Abbreviations: PR, prevalence ratio; CI, confidence interval.

Model 1: Educational level was considered as the independent socio-economic variable.

Model 2: Quintil by household income per consumer unit was considered as the independent socio-economic variable.

Model 3: Employment status. was considered as the independent socio-economic variable.*Using the Square Root Scale, which divides household income by the square root of household size.

Bolded values stand for statistically significant findings at <0.05 level.

While educational level (model 1) was not associated with secondhand smoking in 2005, a significantly lower prevalencce for the higher educational level is observed in 2009, which is accentuated in 2013.The population with the higher educational level had a 0.73-fold lower prevalence ratio (PR, 0.73; 95% CI: 0.65, 0.81) of being involuntarily exposed to tobacco in 2013 than did those people in the lower educational level. A similar association was observed in 2009 (PR, 0.80; 95% CI: 0.74, 0.87).

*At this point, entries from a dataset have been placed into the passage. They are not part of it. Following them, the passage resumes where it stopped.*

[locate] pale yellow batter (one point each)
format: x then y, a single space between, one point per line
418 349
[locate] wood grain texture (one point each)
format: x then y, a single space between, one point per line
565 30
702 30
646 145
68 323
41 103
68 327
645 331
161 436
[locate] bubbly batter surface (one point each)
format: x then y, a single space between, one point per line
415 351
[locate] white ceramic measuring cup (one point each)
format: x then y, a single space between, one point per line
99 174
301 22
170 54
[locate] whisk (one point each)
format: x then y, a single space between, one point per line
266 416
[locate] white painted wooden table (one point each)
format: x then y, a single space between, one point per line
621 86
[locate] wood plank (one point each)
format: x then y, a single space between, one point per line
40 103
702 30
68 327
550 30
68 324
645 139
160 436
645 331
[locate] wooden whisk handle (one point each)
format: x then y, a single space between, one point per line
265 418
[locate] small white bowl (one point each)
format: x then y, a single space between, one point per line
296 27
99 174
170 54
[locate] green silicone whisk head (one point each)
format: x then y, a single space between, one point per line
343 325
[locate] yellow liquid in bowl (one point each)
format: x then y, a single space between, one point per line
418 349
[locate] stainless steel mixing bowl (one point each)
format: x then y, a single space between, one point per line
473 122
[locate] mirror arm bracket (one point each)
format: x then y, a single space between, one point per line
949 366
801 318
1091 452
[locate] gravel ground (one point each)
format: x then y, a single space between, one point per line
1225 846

A comparable pattern was observed for quintiles of household income per consumer unit (model 2). While no association was found in 2005, a statistically significant lower prevalence of involuntary exposure to tobacco smoke was present among the higher income quintiles in 2009 and 2013.

In model 3, employment status was not associated with involuntary exposure to tobacco smoke in any of the years of the survey.

Discussion

The main finding of our study is that, although the prevalence of tobacco smoking has declined in Argentina over the last years, from 2005 through 2013, socio-economic inequalities in smoking habits have persisted. Moreover, in recent surveys, key socioeconomic factors such as educational level and household income exhibited increased socioeconomic inequalities in secondhand smoking.

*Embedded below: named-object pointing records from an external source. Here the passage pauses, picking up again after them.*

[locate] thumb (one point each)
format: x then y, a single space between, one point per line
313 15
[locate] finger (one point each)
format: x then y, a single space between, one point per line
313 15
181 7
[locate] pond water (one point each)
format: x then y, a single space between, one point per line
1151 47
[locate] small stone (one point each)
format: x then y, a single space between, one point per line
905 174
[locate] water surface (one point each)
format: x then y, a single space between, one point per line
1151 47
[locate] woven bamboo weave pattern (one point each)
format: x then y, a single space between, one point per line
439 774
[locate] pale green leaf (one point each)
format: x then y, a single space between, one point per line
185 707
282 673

Changes in smoking prevalence and socio-economic inequalities in smoking

According to our study, the proportion of smokers in Argentina has decreased by 15.5% over a relatively short period of time, from 29.7% in 2005 to 25.1% in 2013. This trend is similar to that of other countries in the region [4346]. According to the Global Burden of Disease report, the proportion of smokers between 2005 and 2015 dropped in all South American countries, except in Paraguay, where the prevalence of smokers increased by almost one point only among women [46].

These changes occurred in the context of the adoption and implementation of a set of best practices disclosed by the WHO as tobacco protective, some of which have been implemented in Argentina [47].Even though Argentina has not ratified the WHO Framework Convention on Tobacco Control (FCTC), which the country signed in 2003, the National Ministry of Health (NMoH) and civil society groups have worked effectively over the last years in the fight against tobacco: they have built coalitions, disseminated information, and helped deliver health services to help individuals stop smoking [48]. In particular, they played a key role in the approval of the National Tobacco Control Law in 2011 [49].

In other countries in the region (i.e.: Brazil, Uruguay, and Panama), tobacco control policies, such as the complete ban on tobacco advertising, were initiated earlier. The decline in the proportion of smokers in some of these countries, for example, Brazil, was much more marked than in Argentina [46].

Studies conducted in many countries have reported that socio-economic differences in the prevalence of smoking among men and women based on variables persisted over time [20,23,50,51]. Notwithstanding the reduction in smoking prevalence in Argentina, our results show that socio-economic inequalities persisted over the studied period. As we have seen, the decrease in the prevalence of smoking was only seen among those adults who have a higher educational attainment. Moreover, the decrease in smoking prevalence was at the expense of the groups with employment and with a higher household income.

Our results indicate that, while overall reductions in smoking prevalence are occurring, they are unevenly distributed in SES levels, thus increasing disparities in smoking prevalence.In this scenario, it is feasible to expect a parallel unequal burden of smoking-related adverse health outcomes.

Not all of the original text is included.